Quizá aquello de «destruid el templo y lo reconstruiré en tres días» sea lo peor de la predicación cristiana y quizá la máxima más obedecida hasta la fecha. La destrucción creadora ha sido la divisa consciente o inconsciente de buena parte de la historia de Occidente. Ella ha iluminado el tiempo vertiginoso, inestable, de nuestra historia; el tiempo de las revoluciones y del capitalismo. Pero si miramos esa misma historia nos damos cuenta de que, en este hueco entre lo que se destruye y lo que se construye, siempre se ha introducido por las rendijas del tiempo lo imprevisto, lo sobrevenido. En esa tabula rasa que se deseó producir para tener plena disponibilidad del tiempo, siempre se levantaron otras potencias coactivas que introdujeron todavía más necesidad en la acción de los humanos. A través de ese imperativo de destrucción de lo existente, el ser humano ha acabado instalado en abstracciones. Si algo hemos aprendido es que así solo se fabrican imaginarios castillos de naipes.

Así que si debemos identificarnos con un mito europeo, si ese mito debe promover entre nosotros una actitud vital y existencial profunda, entonces es preciso acabar con esta estructura mental que lleva persiguiéndonos siglos. El mito de la destrucción creadora es sin duda Prometeo. Él funde la realidad existente en el crisol, en la gran fragua del fuego del tiempo y, luego, disuelta la realidad en masa moldeable, se dispone a construir la nueva confiado en su técnica. Prometeo cristiano es también el mito del Apocalipsis, pues no hay que olvidar que este final implica una nueva creación de una tierra y un cielo radiantes. Cuando Carl Schmitt reflexionó, en la oscuridad de la cárcel de Núremberg sobre la propia biografía, estableció una clara relación entre su entrega apasionada a la escombrera prometeica del Berlín de 1907 y su condición de aventurero intelectual. No debemos olvidar esta experiencia. Fue la confesión de una culpa y por eso habló de Epimeteo cristiano.

Fue entonces cuando Carl Schmitt descubrió la profunda significación del mito de Epimeteo. No fue precisamente por la filosofía, sino por la poesía de Konrad Weiss, pues los filósofos, como es el caso de Leo Strauss, no cesaron de comprenderlo mal. En realidad, lo sobrevenido, lo imprevisto es la estructura de la historia y la necesidad de reflexión procede de ella. Lo decisivo de Epimeteo es que él habría aceptado ser un poco tonto, lento y carente de chispa para no dejarse llevar por el entusiasmo. Los griegos comprendieron que esas disposiciones eran benefactoras de la humanidad. En realidad son las disposiciones del escéptico.

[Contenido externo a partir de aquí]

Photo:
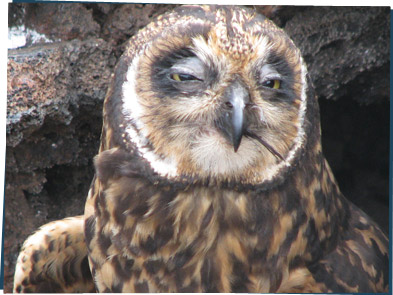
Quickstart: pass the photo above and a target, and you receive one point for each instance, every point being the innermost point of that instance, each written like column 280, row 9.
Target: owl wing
column 360, row 260
column 54, row 259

Desde que Carl Schmitt se aferrara a este mito como el único que podía auxiliar a la humanidad sufriente tras el apocalipsis de 1945, apenas nadie se acuerda del joven Epimeteo, el hermano lerdo del genial y entusiasta Prometeo. Una excepción es el filósofo francés Bernard Stiegler. Quizá sea este el mito de Europa que necesitamos, y quizá se parezca a ese don Quijote que recupera la cordura y hace callar a Sancho, que le propone nuevas aventuras abstractas. Pero ha sido Les Amis en 2008, en Commemorating Epimetheus, quien busca articular sobre el mito de Epimeteo la bondad y el beneficio de la fragilidad humana como condición de posibilidad para compartir, cuidar, reunirse, habitar y amar.

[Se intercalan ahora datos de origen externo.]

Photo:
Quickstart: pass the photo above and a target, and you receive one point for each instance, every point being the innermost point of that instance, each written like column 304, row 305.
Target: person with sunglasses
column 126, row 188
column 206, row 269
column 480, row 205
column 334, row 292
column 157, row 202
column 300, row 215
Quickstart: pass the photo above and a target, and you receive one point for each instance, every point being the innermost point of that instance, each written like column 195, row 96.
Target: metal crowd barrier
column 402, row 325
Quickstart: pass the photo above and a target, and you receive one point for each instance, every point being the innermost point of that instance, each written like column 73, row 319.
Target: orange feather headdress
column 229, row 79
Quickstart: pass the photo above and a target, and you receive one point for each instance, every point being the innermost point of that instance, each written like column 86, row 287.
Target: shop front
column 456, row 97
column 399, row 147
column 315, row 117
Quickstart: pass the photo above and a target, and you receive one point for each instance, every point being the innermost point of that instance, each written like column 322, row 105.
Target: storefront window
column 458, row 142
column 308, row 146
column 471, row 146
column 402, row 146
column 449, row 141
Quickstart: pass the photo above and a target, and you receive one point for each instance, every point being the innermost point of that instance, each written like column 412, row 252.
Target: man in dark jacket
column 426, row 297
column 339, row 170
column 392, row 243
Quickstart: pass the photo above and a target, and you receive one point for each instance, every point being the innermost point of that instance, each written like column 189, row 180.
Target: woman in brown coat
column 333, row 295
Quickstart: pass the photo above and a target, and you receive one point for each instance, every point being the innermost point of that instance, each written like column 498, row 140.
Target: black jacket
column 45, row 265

Nada de esto pasa por destruir ni por abstracciones. Cuando nos enfrentamos a nuestro presente desde este mito, comprendemos que tenemos que desconfiar de los políticos que nos prometen nuevos dioses. Ante ellos, quizá debiéramos preguntarnos si acaso esos dioses no son sino reencarnaciones de otros cuya experiencia trágica ya hemos vivido. Epimeteo es así el mito del uso del recuerdo y de la historia, pero nos encarga el relato para no dejarnos engañar de nuevo como en el pasado. Epimeteo es el mito de la concreción, de la sospecha de la palabrería, pero también de la falta de excusas cuando alguien se decide por deshacer en lugar de mejorar. No es sin embargo un mito conservador. No acepta el mundo tal y como es porque esté justificado, pero tampoco cree ilusamente que es el resultado de la arbitrariedad o de la pura maldad de las personas. Sólo acepta lo que hay para reconocer las formas de mejorarlo. Por eso y sobre todo Epimeteo impone desconfiar de aquellos políticos de cuya acción solo se deriva apropiarse, abandonar, separar, expatriar y odiar.